Si se les promete a algunos, será a costa de otros. Así, con la creación de privilegios para algunos, se pierde la esencia de lo que es el Estado y su función social. El Estado no fue creado para privilegiar a algunos sino, supuestamente, para prestar unos servicios para todos los ciudadanos. De otra manera, no solo pierde su razón de ser y, por lo tanto, su legitimidad.
Además, así se institucionaliza, a través de decisiones políticas, la fuente del peor tipo de desigualdad. Sorprende que los supuestamente más preocupados por la desigualdad, proveniente del desempeño económico y la innovación, sean a su vez las más de las veces los defensores de la perpetuación de la desigualdad proveniente de las decisiones que toman los políticos como resultado de las conexiones que tengan los beneficiarios de los privilegios.
La desigualdad, cuando es resultado de las decisiones que toman millones de individuos de manera simultánea y no coordinada, no puede ser considerada ilegítima o injusta. Esta es una desigualdad que tiene, por lo menos, dos importantes funciones sociales. De un lado, identifica los usos más valorados de los recursos escasos e incentiva su mayor producción. Del otro, mejora la calidad de vida de los ciudadanos no solo al incrementar la disponibilidad de los bienes y servicios que más se valoran de manera general sino que lo hace con mayores niveles de calidad y a menores precios finales.
Este tipo de desigualdad, a su vez, no es perpetua ni inquebrantable. Una persona que hoy reciba muchos beneficios por lo que ofrece, mañana puede perder su estatus actual. Una persona que hoy no tiene un nivel de vida alto puede tenerlo en un futuro si encuentra la forma de ofrecerle a la sociedad lo que un gran número de individuos de ésta desea o necesita (dentro de las múltiples formas se encuentran el azar y la suerte).
Esta desigualdad es la que facilita el mejoramiento social y lo hace de manera incierta, sin ganadores ni perdedores identificables ex ante.
Al contrario, es evidente la injusticia cuando es la decisión de uno o de unos pocos la causa de la desigualdad. Los privilegios otorgados por el Estado no solo no tienen las dos funciones que mencioné más arriba, sino que generan muchos males. Uno de ellos es el de la rivalidad entre grupos sociales. Todos quieren mejorar su estatus por medio de las conexiones que tengan con el Estado y sus funcionarios.
Esto cambia la naturaleza misma de la organización que llamamos Estado. De tener funciones sociales, generales como proteger derechos y resolver conflictos, pasa a ser un botín al que todos quieren acceder. Todos quieren gozar de su cuarto de hora. No hay que sorprenderse, entonces, que la búsqueda del poder político no solo sea entre más grupos, sino más feroz.
Por su parte, los individuos dejan de lado la experimentación, el optimismo y el esfuerzo personal para convertirse en dependientes de las decisiones que tomen los señores políticos.
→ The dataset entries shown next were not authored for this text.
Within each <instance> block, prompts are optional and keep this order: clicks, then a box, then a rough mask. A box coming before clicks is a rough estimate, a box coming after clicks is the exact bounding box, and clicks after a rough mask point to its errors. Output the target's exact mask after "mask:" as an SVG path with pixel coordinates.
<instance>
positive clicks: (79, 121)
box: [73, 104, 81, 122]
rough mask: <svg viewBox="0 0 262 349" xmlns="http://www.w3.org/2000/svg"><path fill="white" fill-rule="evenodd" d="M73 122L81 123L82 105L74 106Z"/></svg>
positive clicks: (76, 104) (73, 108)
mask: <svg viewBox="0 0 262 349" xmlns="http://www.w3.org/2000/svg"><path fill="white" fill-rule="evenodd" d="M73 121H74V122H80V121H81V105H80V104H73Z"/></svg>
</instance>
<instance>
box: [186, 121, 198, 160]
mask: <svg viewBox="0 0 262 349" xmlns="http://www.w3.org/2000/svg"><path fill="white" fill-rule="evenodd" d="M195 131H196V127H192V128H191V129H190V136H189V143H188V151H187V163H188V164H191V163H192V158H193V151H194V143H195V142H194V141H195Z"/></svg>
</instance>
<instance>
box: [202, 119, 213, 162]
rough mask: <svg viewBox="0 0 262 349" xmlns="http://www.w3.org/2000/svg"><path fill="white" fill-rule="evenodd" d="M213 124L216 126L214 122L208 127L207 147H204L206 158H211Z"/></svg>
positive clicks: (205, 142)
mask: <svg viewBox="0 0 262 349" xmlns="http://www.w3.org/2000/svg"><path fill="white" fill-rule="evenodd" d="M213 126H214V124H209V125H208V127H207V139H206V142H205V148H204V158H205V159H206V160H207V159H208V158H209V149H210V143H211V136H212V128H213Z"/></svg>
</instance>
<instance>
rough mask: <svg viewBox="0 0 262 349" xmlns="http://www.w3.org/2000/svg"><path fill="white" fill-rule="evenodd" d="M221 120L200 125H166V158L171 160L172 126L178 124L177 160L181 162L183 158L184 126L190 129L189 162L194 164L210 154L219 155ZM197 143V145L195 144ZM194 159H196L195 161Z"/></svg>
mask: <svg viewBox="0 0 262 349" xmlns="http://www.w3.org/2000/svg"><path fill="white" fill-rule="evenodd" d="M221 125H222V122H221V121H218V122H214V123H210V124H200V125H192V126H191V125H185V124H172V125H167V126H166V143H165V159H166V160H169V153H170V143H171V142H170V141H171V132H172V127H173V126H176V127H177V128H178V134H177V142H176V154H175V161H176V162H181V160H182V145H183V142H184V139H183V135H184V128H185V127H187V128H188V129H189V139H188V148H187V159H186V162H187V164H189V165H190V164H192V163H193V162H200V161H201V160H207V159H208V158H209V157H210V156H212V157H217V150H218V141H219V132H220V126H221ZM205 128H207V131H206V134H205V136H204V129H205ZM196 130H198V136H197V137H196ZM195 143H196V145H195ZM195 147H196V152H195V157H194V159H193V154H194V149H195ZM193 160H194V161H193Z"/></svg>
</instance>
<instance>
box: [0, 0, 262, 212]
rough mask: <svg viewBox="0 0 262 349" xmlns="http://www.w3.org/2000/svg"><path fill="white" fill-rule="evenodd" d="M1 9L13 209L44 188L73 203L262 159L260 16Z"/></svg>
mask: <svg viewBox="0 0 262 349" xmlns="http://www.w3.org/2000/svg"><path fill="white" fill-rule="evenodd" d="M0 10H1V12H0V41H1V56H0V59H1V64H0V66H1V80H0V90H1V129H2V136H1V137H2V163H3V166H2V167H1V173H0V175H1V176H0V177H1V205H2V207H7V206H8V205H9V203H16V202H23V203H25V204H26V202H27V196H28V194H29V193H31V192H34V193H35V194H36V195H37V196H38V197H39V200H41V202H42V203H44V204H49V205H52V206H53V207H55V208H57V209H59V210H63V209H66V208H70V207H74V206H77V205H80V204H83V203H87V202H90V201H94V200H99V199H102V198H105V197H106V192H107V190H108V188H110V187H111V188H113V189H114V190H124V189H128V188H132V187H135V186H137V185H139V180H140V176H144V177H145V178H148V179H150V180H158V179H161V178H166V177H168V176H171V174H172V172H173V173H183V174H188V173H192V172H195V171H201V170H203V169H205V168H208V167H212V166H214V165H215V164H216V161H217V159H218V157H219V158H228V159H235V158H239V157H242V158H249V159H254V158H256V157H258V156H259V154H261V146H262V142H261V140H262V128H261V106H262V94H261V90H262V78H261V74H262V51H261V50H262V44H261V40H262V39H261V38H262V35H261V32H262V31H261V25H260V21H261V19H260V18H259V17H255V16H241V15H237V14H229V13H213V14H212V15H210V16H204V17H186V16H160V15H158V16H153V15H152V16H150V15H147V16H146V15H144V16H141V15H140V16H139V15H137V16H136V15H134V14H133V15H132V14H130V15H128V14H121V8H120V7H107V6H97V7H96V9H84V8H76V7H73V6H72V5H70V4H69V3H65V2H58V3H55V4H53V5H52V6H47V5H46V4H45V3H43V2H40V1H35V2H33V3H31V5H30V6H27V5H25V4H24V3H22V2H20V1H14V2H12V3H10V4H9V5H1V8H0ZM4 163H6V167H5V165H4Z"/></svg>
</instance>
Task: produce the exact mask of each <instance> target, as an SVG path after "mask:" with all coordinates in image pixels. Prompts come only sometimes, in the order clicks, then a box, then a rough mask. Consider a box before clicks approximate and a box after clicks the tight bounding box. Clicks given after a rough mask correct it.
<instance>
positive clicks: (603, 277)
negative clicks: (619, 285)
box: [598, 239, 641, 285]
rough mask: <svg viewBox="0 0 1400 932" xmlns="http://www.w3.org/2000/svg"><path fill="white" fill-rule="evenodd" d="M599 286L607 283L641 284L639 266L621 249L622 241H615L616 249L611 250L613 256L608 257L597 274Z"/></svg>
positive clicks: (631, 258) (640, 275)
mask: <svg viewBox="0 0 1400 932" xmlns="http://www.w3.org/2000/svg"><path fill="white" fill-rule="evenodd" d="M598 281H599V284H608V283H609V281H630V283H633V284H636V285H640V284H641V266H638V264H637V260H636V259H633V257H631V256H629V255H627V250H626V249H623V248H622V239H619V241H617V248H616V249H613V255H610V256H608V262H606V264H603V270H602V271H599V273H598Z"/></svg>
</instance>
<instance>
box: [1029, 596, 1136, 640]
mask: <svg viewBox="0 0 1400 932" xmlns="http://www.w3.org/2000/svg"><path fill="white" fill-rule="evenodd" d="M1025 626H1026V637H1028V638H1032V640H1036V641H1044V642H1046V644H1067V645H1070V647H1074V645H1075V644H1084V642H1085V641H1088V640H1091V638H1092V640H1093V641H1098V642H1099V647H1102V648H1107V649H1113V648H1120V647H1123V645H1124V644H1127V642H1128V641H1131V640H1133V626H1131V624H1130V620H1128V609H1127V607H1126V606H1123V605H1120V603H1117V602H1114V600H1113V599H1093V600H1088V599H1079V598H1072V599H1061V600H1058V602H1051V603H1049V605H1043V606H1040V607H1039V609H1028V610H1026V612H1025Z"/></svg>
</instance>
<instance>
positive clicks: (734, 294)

Hasta la suerte la consideran como responsabilidad de decisiones políticas y anhelan que sean los políticos quiénes la manejen, resolviendo todos los problemas que los ciudadanos enfrenten.
Como esas funciones no las puede cumplir nadie, ni el individuo más inteligente del mundo, se acumulan la frustración y la rabia. Y esto desencadena, entre otras, manifestaciones, de cada vez más grupos sociales, de cada vez más facciones, que piden más Estado.
Ahí es donde se deslegitima la protesta social. Mientras millones de individuos claman por un cambio de régimen que los ha explotado y subordinado, en otros países se usan las manifestaciones para todo lo contrario.